The new Union Customs Code is the answer to CAP (Customs Action Plan) by which the EU reacts to this problem: the current customs system is burdensome for legitimate trade. And customs authorities struggle in their mission to protect the EU, its financial interests, citizens, enterprises, the Single Market, and the environment.
In particular, there are the points highlighted:
- Customs authorities struggle in their mission to protect the EU;
- Compliance with customs formalities is burdensome for legitimate trade;
- The customs model is not fit for e-commerce;
- Limited data quality, access, and analysis;
- Member States diverge significantly in the application of the customs rules.
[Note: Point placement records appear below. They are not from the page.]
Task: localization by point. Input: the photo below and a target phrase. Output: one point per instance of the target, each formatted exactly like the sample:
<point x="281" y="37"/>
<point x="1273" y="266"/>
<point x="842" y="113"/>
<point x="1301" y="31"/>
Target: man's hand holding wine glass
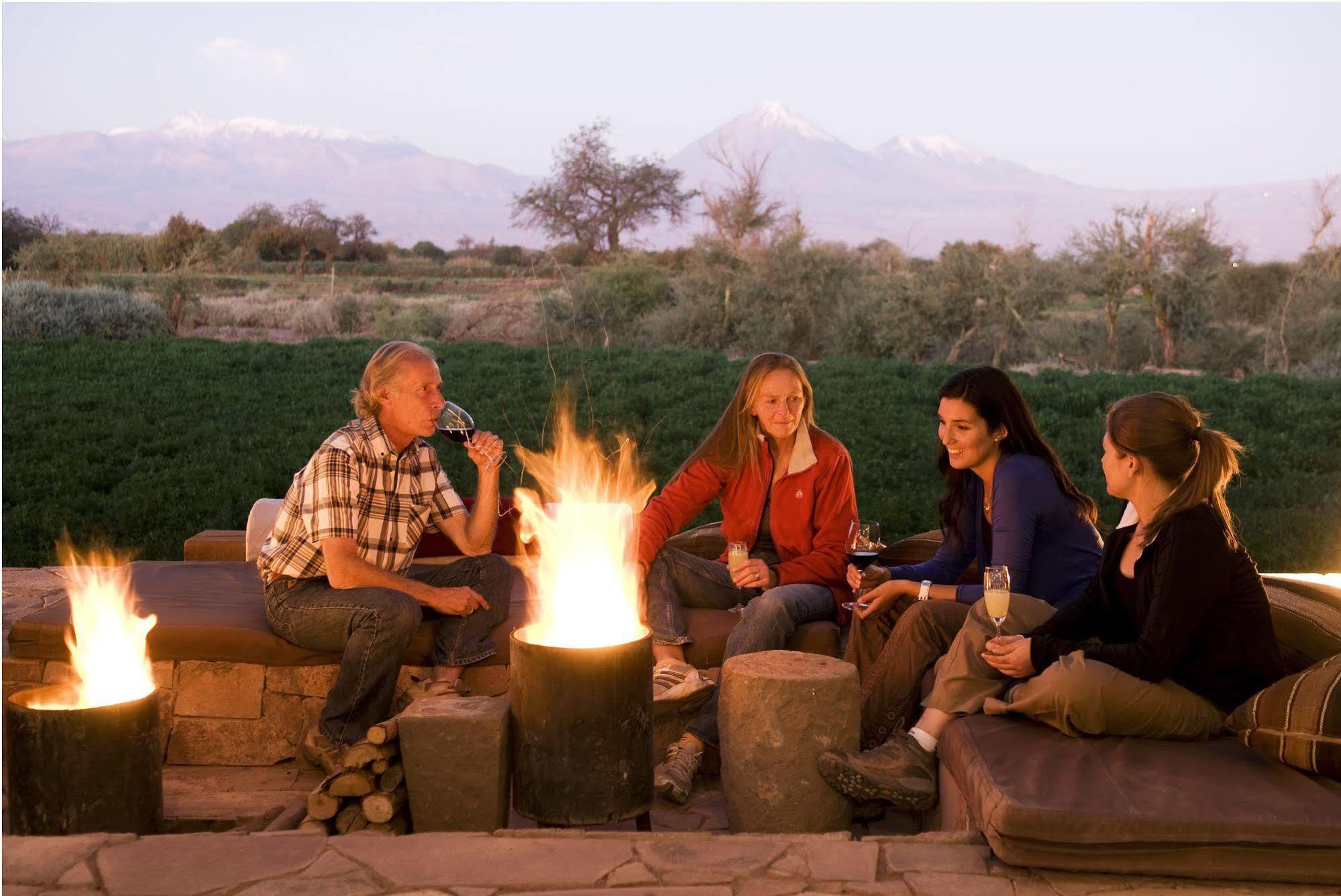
<point x="486" y="451"/>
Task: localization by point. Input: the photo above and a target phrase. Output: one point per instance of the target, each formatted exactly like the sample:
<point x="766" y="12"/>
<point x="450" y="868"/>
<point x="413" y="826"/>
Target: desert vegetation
<point x="148" y="442"/>
<point x="1147" y="289"/>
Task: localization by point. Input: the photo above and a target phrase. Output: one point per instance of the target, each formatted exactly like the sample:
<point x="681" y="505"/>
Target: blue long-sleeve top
<point x="1052" y="551"/>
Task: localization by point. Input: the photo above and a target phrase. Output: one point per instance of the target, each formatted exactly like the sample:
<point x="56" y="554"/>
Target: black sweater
<point x="1197" y="615"/>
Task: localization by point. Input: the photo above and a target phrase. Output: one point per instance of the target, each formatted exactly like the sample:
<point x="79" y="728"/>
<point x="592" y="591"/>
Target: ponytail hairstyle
<point x="1166" y="433"/>
<point x="380" y="375"/>
<point x="1000" y="402"/>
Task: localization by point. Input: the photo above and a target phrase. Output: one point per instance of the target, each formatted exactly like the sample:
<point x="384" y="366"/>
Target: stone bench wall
<point x="236" y="714"/>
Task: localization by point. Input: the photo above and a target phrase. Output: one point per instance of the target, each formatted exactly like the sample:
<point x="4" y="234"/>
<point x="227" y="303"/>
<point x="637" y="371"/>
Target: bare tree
<point x="741" y="213"/>
<point x="1313" y="262"/>
<point x="1107" y="253"/>
<point x="358" y="231"/>
<point x="311" y="229"/>
<point x="593" y="201"/>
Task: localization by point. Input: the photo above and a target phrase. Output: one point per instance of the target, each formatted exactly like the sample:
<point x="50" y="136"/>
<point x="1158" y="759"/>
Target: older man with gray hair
<point x="337" y="565"/>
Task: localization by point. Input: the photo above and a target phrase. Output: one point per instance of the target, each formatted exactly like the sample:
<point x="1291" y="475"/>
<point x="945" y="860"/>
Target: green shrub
<point x="347" y="315"/>
<point x="429" y="251"/>
<point x="42" y="312"/>
<point x="392" y="321"/>
<point x="150" y="485"/>
<point x="174" y="294"/>
<point x="506" y="256"/>
<point x="606" y="304"/>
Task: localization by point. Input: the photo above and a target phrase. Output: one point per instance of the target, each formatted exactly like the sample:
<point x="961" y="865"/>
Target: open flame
<point x="1332" y="580"/>
<point x="107" y="639"/>
<point x="582" y="567"/>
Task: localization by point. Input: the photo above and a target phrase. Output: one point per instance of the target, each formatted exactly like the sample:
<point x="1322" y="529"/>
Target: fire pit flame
<point x="581" y="521"/>
<point x="107" y="643"/>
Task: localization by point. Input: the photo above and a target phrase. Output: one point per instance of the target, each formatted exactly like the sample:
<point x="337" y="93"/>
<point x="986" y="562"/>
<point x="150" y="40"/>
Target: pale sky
<point x="1131" y="96"/>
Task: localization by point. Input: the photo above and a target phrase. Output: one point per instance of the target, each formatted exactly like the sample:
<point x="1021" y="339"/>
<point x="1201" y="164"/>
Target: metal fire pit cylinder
<point x="581" y="732"/>
<point x="74" y="772"/>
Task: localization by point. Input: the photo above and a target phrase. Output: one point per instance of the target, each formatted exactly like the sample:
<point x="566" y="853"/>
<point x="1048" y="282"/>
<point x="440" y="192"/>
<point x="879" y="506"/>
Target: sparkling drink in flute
<point x="737" y="555"/>
<point x="997" y="595"/>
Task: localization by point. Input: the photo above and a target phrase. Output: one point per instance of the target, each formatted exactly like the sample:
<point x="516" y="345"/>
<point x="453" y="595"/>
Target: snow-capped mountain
<point x="134" y="180"/>
<point x="924" y="191"/>
<point x="918" y="191"/>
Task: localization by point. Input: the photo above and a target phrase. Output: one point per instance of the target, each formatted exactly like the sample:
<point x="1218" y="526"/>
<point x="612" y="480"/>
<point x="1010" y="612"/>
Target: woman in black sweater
<point x="1173" y="634"/>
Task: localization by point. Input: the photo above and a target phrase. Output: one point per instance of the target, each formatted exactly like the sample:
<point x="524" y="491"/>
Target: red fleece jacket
<point x="812" y="508"/>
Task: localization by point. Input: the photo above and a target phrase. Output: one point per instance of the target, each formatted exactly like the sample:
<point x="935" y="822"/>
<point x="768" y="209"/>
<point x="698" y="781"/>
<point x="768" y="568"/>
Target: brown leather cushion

In particular, the working document reports that: “…Customs is the only comprehensive capability of the EU to supervise international supply chains and all goods crossing the external borders. The customs authorities supervise the flow of goods in and out of the EU for ensuring compliance with a broad range of requirements across different policy domains…” and “…customs need to ensure proper, effective and timely collection of customs duties and taxes due. This includes deterring customs fraud and undervaluation and thereby preventing the loss of revenue for both the EU budget and the Member States…”. Very interesting is the analysis of the reliable trades for which, the working document undelines that “…A third aspect is the practical understanding of the existing scheme (AEO) and in particular its use as a badge of trust between traders and for purposes of international mutual recognition agreements, currently limited to ‘AEO S’ (recognition for security and safety purposes). Each option needs to present a balanced package. In addition, each option needs to ensure that overall, the customs supervision remains effective…”.